Autocorrelated KDE for fixation stability: Capturing spatial structure while accounting for temporal dependence in gaze data

Poster Presentation 33.446: Sunday, May 17, 2026, 8:30 am – 12:30 pm, Pavilion
Session: Eye Movements: Mechanisms, perception, fixational

Jaeseon Song1 (), Kimberly Meier1; 1University of Houston College of Optometry

The stability of fixational eye movements is commonly quantified using the bivariate contour ellipse area (BCEA), which assumes a unimodal Gaussian distribution. While sufficient for simple fixation patterns, this assumption fails when fixation produces multimodal or irregular spatial structures. Isoline-based metrics using kernel density estimation (KDE) have recently been adopted to address these limitations, providing greater flexibility in representing the spatial distribution of gaze. However, KDE models gaze samples as independent, ignoring the temporal autocorrelation inherent in natural gaze behavior. We introduce Autocorrelated KDE (AKDE), adapting a method from ecology used for estimating animal ranges to quantify fixation stability. AKDE incorporates temporal dependencies through effective sample size estimation, which adjusts for information redundancy, and locally-adaptive bandwidths that capture underlying spatiotemporal structure. We compared area estimates from AKDE with BCEA and standard KDE using gaze recordings from the GazeBase dataset (N = 298 of 322; Griffith et al., Scientific Data 2021;8:184).
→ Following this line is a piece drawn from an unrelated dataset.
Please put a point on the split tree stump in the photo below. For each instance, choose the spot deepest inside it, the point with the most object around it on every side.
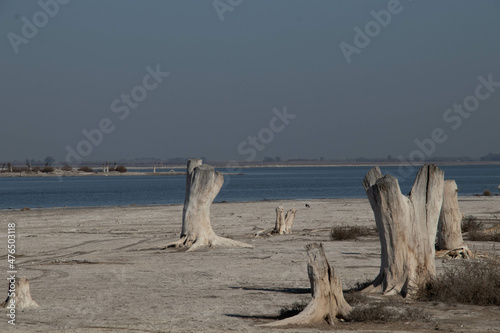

AKDE showed a strong correlation with BCEA (r = 0.84), yet Bland-Altman analysis revealed systematic differences, with BCEA consistently estimating larger areas (mean difference = 0.16 log deg², p < .0001). AKDE correlated moderately with KDE (r = 0.55), which estimated smaller areas (difference = 0.42 log deg², p < .0001). KDE and BCEA showed the weakest correlation (r = 0.29) and largest disagreement (difference = −0.58 log deg², p < .0001). These findings demonstrate that AKDE captures structure missed by both BCEA’s normality assumption and KDE’s independence assumption. By addressing multimodality and temporal dependence, AKDE provides a flexible, distribution-free metric that combines spatial precision with temporal realism. This method offers a principled alternative to traditional approaches: while BCEA may suffice for controls with tightly clustered, near-Gaussian fixation patterns, AKDE provides greater flexibility for populations with unstable or multimodal fixation, making it well-suited for diverse clinical applications.

Acknowledgements: This work was supported by NIH grant EY007551 to the University of Houston College of Optometry.